# Measuring Risk Tolerance - Crypto or Stocks?

**Disclaimer:** I am not a financial advisor, and I am not offering or providing any financial advice to anyone. This is simply a data science project that analyzes keywords unique to the posts in the r/wallstreetbets and r/SatoshiStreetBets subreddits to understand whether an individual might identify more closely with stocks or cryptocurrency.

### Technology & Skills
**Technical Skills:** Binary classification, data collection, scraping web API, data cleaning, EDA, data visualization, machine learning, bias-variance tradeoff, sentiment analysis, natural language processing (NLP), count vectorizer, TF-IDF vectorizer, pre-processing data, modeling, confusion matrix, misclassification, precision, recall, f1-score, ROC AUC, pipeline, gridsearch, word clouds, pickling

**Technology:** Streamlit, Tableau, Heroku, Python, Jupyter Notebook, GitHub, Git

**Python Libraries:** NLTK, requests, time, pandas, numpy, matplotlib, seaborn, scikit-learn, pickle, streamlit, PIL

**Models:** Logistic regression, decision tree classifier, bagging classifier, multinomial naive bayes, AdaBoost classifier, random forest classifier, support vector classifier

### Overview
The code notebooks have been organized into 5 sections:
1. Introduction
2. Data Collection
3. Data Cleaning, EDA & Data Visualization
4. Pre-Processing & Modeling
5. Conclusion

### Problem Statement

In the past year, retail investors have flocked to the stock and cryptocurrency markets in the hopes of netting a handsome return on their investments.

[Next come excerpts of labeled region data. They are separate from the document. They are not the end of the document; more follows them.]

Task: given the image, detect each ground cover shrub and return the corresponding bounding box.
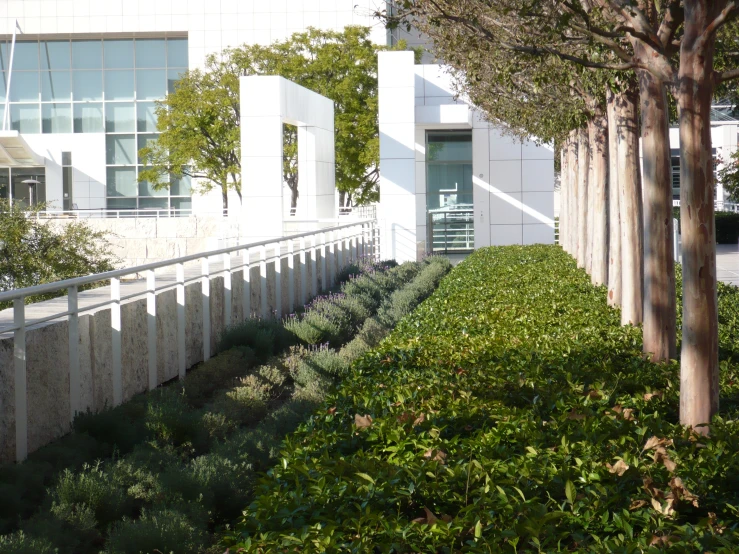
[224,246,739,553]
[0,256,450,554]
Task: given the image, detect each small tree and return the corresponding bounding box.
[139,27,390,211]
[0,200,115,309]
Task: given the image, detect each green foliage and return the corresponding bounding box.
[0,199,115,309]
[225,246,739,553]
[139,27,404,206]
[0,256,450,554]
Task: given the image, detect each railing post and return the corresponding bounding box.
[246,248,251,321]
[287,239,295,314]
[306,234,318,302]
[13,298,28,462]
[146,269,158,390]
[223,252,233,329]
[275,241,282,319]
[321,233,328,291]
[293,237,308,311]
[110,277,123,407]
[175,263,187,379]
[259,246,269,319]
[67,287,80,427]
[200,256,210,362]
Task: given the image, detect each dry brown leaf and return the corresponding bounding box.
[413,414,426,427]
[354,414,372,429]
[413,506,439,525]
[606,460,629,477]
[423,448,446,464]
[642,437,672,451]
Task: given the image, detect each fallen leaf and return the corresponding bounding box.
[423,448,446,464]
[354,414,372,429]
[606,460,629,477]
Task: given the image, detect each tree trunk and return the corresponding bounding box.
[678,0,726,434]
[606,89,621,307]
[577,128,590,268]
[616,88,644,325]
[567,131,580,259]
[590,113,608,286]
[585,120,596,274]
[637,62,676,362]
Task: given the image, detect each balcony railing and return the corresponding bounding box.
[0,220,378,461]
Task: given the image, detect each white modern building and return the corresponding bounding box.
[0,0,391,213]
[378,52,554,261]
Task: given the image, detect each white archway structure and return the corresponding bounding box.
[240,75,336,241]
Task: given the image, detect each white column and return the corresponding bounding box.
[378,52,425,262]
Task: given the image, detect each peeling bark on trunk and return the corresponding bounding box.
[606,89,622,307]
[590,113,608,286]
[616,88,644,325]
[637,63,676,362]
[577,129,590,268]
[567,131,580,258]
[585,120,596,281]
[678,0,726,434]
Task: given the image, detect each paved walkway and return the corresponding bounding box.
[716,244,739,287]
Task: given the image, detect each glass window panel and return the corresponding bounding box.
[139,198,169,210]
[40,40,71,70]
[136,102,157,132]
[105,69,134,100]
[169,198,192,210]
[41,71,72,102]
[10,71,39,102]
[105,102,136,133]
[136,69,167,100]
[13,40,38,71]
[10,104,41,133]
[105,135,136,165]
[167,69,186,94]
[72,71,103,101]
[106,198,136,210]
[136,39,167,67]
[106,167,138,196]
[103,40,133,69]
[169,175,192,196]
[41,104,72,133]
[72,40,103,69]
[167,38,189,67]
[74,104,104,133]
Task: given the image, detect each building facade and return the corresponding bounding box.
[0,0,388,215]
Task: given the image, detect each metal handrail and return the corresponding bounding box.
[0,219,372,302]
[0,219,378,461]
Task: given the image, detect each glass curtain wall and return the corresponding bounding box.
[426,131,475,252]
[0,38,192,209]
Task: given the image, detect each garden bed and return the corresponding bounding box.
[0,259,450,554]
[225,246,739,553]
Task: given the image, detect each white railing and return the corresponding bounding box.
[0,221,379,461]
[29,208,228,219]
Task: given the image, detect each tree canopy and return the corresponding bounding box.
[139,27,394,206]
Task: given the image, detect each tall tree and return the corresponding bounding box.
[139,27,390,211]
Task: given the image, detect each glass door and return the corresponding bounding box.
[426,131,475,253]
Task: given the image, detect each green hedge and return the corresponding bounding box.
[672,208,739,244]
[0,260,449,554]
[225,246,739,553]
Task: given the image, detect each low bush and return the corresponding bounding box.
[224,246,739,553]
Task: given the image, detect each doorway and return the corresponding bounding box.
[426,131,475,253]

While they were present long before the COVID-19 pandemic, their participation and impact on the markets have grown in recent months. From playing an active role in short-squeezing GME's stock to creating hype around dogecoin, retail investors have engaged in numerous types of trading activity with a wide-ranging level of risk.

Investments and trades made in the stock and crypto markets both assume some level of risk. Given the wildly volatile nature of cryptocurrency, I consider cryptocurrencies to have a higher risk profile than stocks for the purpose of this project.

The r/wallstreetbets subreddit is a community of 9.4 million members who seek to make money by investing and trading in the stock market. The r/SatoshiStreetBets subreddit is the cryptocurrency equivalent of r/wallstreetbets with a smaller community of 347K members. While r/wallstreetbets mostly focuses on the stock market and r/SatoshiStreetBets mainly engages with the cryptocurrency market, conversations in both subreddits do occasionally overlap with each other.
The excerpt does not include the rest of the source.